# [Wet Thumb Forum]-Hagen Green-X Phosphate Remover



## codeflag99 (Mar 19, 2004)

What is it?

Is it a resin? Or is it iron oxide based?

Does anyone know?


----------



## codeflag99 (Mar 19, 2004)

What is it?

Is it a resin? Or is it iron oxide based?

Does anyone know?


----------



## Cavan Allen (Jul 22, 2004)

Why do you think you need it?


----------



## codeflag99 (Mar 19, 2004)

I have been using it starting up a new Central American cichlid tank.

I was just curious if anyone here had information on which method of removing P the product was using.

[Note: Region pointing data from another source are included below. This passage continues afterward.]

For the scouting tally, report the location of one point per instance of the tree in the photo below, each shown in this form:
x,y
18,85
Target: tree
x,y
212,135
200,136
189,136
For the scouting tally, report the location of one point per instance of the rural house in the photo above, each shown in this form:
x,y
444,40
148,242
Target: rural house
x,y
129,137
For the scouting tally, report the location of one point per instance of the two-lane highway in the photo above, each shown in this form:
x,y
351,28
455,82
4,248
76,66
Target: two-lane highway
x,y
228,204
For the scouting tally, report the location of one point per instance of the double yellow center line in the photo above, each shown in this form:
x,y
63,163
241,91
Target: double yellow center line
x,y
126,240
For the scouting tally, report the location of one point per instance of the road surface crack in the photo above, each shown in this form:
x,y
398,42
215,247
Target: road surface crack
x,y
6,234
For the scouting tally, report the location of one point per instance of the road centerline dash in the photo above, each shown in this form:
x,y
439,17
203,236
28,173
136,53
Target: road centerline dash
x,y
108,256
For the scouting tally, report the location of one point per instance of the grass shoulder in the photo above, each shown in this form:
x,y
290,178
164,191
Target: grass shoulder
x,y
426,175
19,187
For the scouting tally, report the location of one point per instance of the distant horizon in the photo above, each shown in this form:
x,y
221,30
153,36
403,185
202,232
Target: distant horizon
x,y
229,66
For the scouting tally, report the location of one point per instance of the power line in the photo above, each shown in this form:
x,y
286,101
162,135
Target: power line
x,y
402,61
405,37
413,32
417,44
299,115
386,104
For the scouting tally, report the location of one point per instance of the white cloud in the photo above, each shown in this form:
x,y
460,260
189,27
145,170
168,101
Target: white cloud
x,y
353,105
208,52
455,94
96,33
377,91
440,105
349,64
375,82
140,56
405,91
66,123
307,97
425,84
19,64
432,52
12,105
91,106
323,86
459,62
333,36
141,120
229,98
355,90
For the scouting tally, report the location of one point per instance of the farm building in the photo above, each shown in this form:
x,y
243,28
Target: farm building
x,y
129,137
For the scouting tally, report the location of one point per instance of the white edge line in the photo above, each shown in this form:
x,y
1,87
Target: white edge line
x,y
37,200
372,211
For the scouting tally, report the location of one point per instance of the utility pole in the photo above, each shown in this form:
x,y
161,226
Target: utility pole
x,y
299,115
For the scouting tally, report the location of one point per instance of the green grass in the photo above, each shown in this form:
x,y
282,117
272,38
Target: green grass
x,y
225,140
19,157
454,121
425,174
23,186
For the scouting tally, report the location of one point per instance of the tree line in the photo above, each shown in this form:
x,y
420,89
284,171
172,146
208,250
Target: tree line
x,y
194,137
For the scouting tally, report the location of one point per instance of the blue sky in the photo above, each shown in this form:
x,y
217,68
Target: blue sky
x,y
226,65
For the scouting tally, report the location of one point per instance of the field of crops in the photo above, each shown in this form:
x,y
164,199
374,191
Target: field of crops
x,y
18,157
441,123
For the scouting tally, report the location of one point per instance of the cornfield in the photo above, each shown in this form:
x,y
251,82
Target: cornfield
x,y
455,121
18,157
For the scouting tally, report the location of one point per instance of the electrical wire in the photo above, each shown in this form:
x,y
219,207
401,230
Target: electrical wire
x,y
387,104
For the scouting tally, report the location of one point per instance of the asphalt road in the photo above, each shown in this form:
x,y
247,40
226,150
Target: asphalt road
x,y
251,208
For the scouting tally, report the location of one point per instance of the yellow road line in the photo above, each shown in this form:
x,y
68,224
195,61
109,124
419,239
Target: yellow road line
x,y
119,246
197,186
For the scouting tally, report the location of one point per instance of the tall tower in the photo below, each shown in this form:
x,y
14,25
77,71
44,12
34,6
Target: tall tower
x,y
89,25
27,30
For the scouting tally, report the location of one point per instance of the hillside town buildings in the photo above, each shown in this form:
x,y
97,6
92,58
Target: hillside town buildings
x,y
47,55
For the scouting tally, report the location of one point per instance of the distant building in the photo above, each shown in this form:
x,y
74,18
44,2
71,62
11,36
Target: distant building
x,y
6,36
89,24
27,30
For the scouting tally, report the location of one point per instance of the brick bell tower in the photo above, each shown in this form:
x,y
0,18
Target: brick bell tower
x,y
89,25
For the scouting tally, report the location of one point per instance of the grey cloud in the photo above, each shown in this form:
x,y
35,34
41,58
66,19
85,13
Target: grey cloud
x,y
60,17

I've never had a need for it before in the planted tanks.

George


----------



## Roger Miller (Jun 19, 2004)

Umm... If you're already using it, shouldn't you know what it is?


Roger Miller


----------



## codeflag99 (Mar 19, 2004)

Yes, but I was wondering if anyone knew what it was actually made of.

Hagen doesn't list it in their MSDS sheets.


----------



## Cavan Allen (Jul 22, 2004)

I'd look up their 800 number and call them.


----------



## Roger Miller (Jun 19, 2004)

What does it look like?

Roger Miller


----------